ChatGPT may be just the beginning, as AI spurs PE and M&A activity

AI, customer engagement, digital transformation and cybersecurity are hot, said Union Square Advisors' Wayne Kawarabayashi.

Wayne Kawarabayashi, Union Square Advisors

Investments in generative artificial intelligence and machine learning are heating up. In January, Microsoft announced the third phase of its “multiyear, multibillion dollar investment” in OpenAI, the developer of ChatGPT. And earlier in February, Google teamed up with Anthropic, including a reported $300 million investment in the AI startup.

To gain insights on the investment opportunities for tech in general and AI in particular, PE Hub spoke with Wayne Kawarabayashi, partner and head of M&A, at technology-focused investment bank Union Square Advisors. The firm is headquartered both in New York and San Francisco.

Kawarabayashi has over 30 years of investment banking experience executing over $200 billion in technology M&A deals, with an emphasis in software, enterprise IT, financial technology and IT services. Previously, he was a managing director at Barclays and Lehman Brothers.

Here are excerpts from the interview:

2022 was a volatile year for markets overall. What is your forecast for the tech sector heading into 2023?

Naturally, as the markets tried to react to the turbulence of 2022, the high-flying technology sector got impacted significantly. As a result, valuations contracted. With that, there was a correlated decline across M&A, IPO and private capital placement. Although tech was impacted, we still saw M&A transactions getting done.

How will market turbulence impact the nature of dealmaking this year?

A lot of companies are waiting and biding their time. What we are seeing is people trying to get creative. If there have been some PE-backed companies that have been in the portfolio for five or six years, still good businesses, we’re hearing from some of our PE clients that they might not necessarily want to run a full process. They might want to talk to a handful of folks who maybe have a good understanding of that particular business or sectors they are playing in, have a very good thesis around the opportunity, or maybe those folks have a portfolio company that you can combine with to create synergies. In some instances, maybe they want to sell half and keep half to realize their return later on.

What about the buy side?

On the buy side for new platform situations, I think we will see more activity this year. I say that because we saw some public company LBOs happen last year. There were some bigger ones that happened, including Citrix being sold to Vista and Evergreen Coast Capital in September, the December announcement that Thoma Bravo is buying Coupa in a take-private deal and the January announcement that Vista is acquiring Duck Creek. As stock prices have settled and may not rebound quickly, maybe finding a strategic or private buyer might be a better option than remaining public.
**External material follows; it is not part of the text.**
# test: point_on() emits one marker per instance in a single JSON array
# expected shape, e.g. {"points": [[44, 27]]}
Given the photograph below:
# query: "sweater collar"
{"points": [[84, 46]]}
Everyone will sit there and say, “Well the cost of debt is so high with rising interest rates, it’s hard to get enough leverage or a large enough quantum,” but there are still people deploying capital. The private lenders are still active. A lot of those folks are leaning in and finding opportunities to support buyouts.

Which tech subsectors are you most interested in?

One of the sectors I expect to see M&A activity is cybersecurity. Whether it’s protecting everything we are doing online, anti-fraud or securing critical infrastructure, cybersecurity solutions have become crucial parts of everyday life.

AI, DevOps, customer engagement, digital transformation, risk and compliance and cybersecurity will be the major tech areas of focus for M&A and investment. During and post-pandemic, many process operations went through a digital transformation. So any kind of software that helps accelerate processes and digitizes what was manually intensive or people-based continues to remain ripe for investment in the hybrid world.

What about AI interests you?

There’s a lot of buzz in the market with Microsoft’s investments in OpenAI with ChatGPT. It’s really interesting, AI has been around for a bit. I think we are going to continue to see efforts both in investing and M&A around AI. Companies are also trying to find AI and ML solutions that help their business units.

What specific value does AI bring to a potential investment?

The important element is access to data and the ability to better inform and automate marketing, sales, and customer support decisions.

The question becomes, how do you ultimately win a customer, and even when you do win that customer, how do you support that customer and retain them? Having all of that connected and ensuring that there’s a positive customer experience and loyalty is going to be critical. So, technologies that help enable that are going to be important.